Living Vicariously through Juliette Binoche

I am living in a tiny Canadian town right now and it’s grey and rainy and blah. Naturally, escapism is a priority for me at the moment (or it runs my life, whatever). What better way to live “from near to far” when I can’t literally do that than to watch beautiful movies set in Europe?

Here’s my attempt at a film review. I’ll try to avoid spoilers, but make no promises.

Last night the Sackville Film Society showed Certified Copy (2010), starring Juliette Binoche and William Shimell and directed by Abbas Kiarostami. [A note about the SFS: it is society run by Thaddeus Holownia, and every week throughout the academic year, they show a film that is more ‘under the radar’ than the typical blockbusters shown at The Vogue. Thaddeus noted at the opener this September that the SFS is the only film society left actually still showing movies on film, rather than digitally, which is impressive. It is truly one of this town’s most charming features.]

Here is the trailer for Certified Copy:

That should give you enough of the story to be intriguing without me rehashing the plot.

Thanks to Juliette Binoche, I want to live in Tuscany. I want to be trilingual and be able to fluidly transition between English, French and Italian to express my sentiments.
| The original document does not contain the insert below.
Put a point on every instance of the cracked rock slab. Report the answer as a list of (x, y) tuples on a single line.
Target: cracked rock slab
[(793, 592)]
I want to fall in love with a dashing, older British writer. Basically, I just want to be Juliette Binoche, because she is adorable.

Beware, though: movie is more complicated than trailer appears – this is no lighthearted rom-com. It is a film that circles around the notion of love, but lingers unsettlingly in the darker corners of a charming Tuscan hotel room rather than proclaiming itself triumphantly in the setting sun.

This film gets its tiny hooks in early, catching at that the woolly, romantic part of the brain that revels in that first spark of infatuation that one feels upon meeting certain strangers. I admit, I am a bag of mush when it comes to movies about falling in love with strangers, especially when it involves a ride through the Italian countryside down a road lined with cypress trees, tiny coffee mugs in rustic cafes, very old people walking slowly, and red lipstick on a sad mouth. And long, intense close-up shots of the two main characters. And discussions about the meaning and value of art. And cobblestones, so many cobblestones.

But these hooks snag, and that seductive initial pulling eventually becomes destructive, unravelling any conceptions one might have about this particular relationship. Or relationships in general. Or the exquisite pain accompanying love that is perhaps inevitable after a 15-year-long affair with an artist/writer. In this sense of unravelling, I am referring to both the main characters and the viewers here, for it is impossible not to become wrapped up completely in their mysterious progression from strangers playing at love to lovers who have become estranged.

This movie is complex and confusing and quietly beautiful. The sense that something has been irrevocably lost is palpable in its final scenes. Juliette Binoche’s character whispers hopefully that, maybe if we were more tolerant of each other’s weaknesses, we would be less alone. Maybe we all need to hear that once in a while.